We were once working with a building where the superintendent told us that the board couldn’t make decisions. We had made a suggestion that would provide over $200,000 in cost savings. The super was all for it, but he was skeptical as to whether the board would actually dare make a decision that involved (an ever-so-slight) change. He was right, they voted it down!

Managing Agent

Have you ever asked the managing agent what he and his team need in order to perform their jobs better? One of our buildings had a managing agent that was so frustrated with the board’s inability to make decisions, that he ended up not only resigning from the building, but from the industry!


Attending meetings, reviewing purchase, mortgage and refinancing applications and alterations take up much of board members’ time. For a few board members, preparing for and following-up after meetings takes up even more time. Are you properly on-boarding new board members to be good board members? What is expected from them? When are the meetings held? Can they remote-attend some of the meetings? How much time is involved between meetings? The most important principle to get across is the importance of teamwork. The individual Board members must coalesce as a cohesive unit, working towards a common goal instead of individual agendas. To quote legendary coach Knute Rockne, “The secret is to work less as individuals and more as a team. As a coach, I play not my eleven best, but my best eleven.”

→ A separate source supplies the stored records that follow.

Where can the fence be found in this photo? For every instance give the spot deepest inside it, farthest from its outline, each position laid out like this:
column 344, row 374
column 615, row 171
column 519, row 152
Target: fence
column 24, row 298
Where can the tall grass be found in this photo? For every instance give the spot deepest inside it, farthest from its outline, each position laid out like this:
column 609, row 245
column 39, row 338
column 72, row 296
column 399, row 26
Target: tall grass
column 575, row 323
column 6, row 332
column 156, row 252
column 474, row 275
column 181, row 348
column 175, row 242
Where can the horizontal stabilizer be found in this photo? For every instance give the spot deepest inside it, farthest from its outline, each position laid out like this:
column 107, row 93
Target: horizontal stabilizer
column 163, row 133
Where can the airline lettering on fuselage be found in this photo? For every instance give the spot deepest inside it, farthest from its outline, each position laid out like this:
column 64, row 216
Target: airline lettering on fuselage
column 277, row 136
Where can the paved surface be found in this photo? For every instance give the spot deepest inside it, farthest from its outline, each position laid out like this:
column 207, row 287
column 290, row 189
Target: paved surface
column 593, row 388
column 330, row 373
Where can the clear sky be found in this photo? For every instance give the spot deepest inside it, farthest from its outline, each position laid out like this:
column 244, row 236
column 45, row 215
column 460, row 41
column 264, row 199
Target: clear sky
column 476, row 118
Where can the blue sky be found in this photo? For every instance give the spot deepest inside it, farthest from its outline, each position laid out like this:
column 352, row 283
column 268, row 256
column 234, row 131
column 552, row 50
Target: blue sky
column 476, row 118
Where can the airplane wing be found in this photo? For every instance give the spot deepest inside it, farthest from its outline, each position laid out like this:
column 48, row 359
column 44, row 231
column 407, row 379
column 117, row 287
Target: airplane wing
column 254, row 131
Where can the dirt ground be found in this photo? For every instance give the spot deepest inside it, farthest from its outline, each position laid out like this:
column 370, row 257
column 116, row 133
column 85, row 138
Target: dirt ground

Residents, Shareholders or Owners

How do you listen to residents in co-ops and condos? You probably don’t have to go as far as setting up a suggestion box or sending out surveys. However, it is crucial to take all complaints and requests seriously and to be responsive to those complaints. Not doing so can have both time consuming and expensive ramifications such as outright board takeovers or even lawsuits.

We were once working with a board that had a lot of lawsuits. After some investigation, it turned out that the board’s stance was to ignore requests and complaints from residents, especially those from “habitual complainers,” With the assumption that they would just “go away!” Poor communication has never led to anything good and, in this case, it actually became very expensive.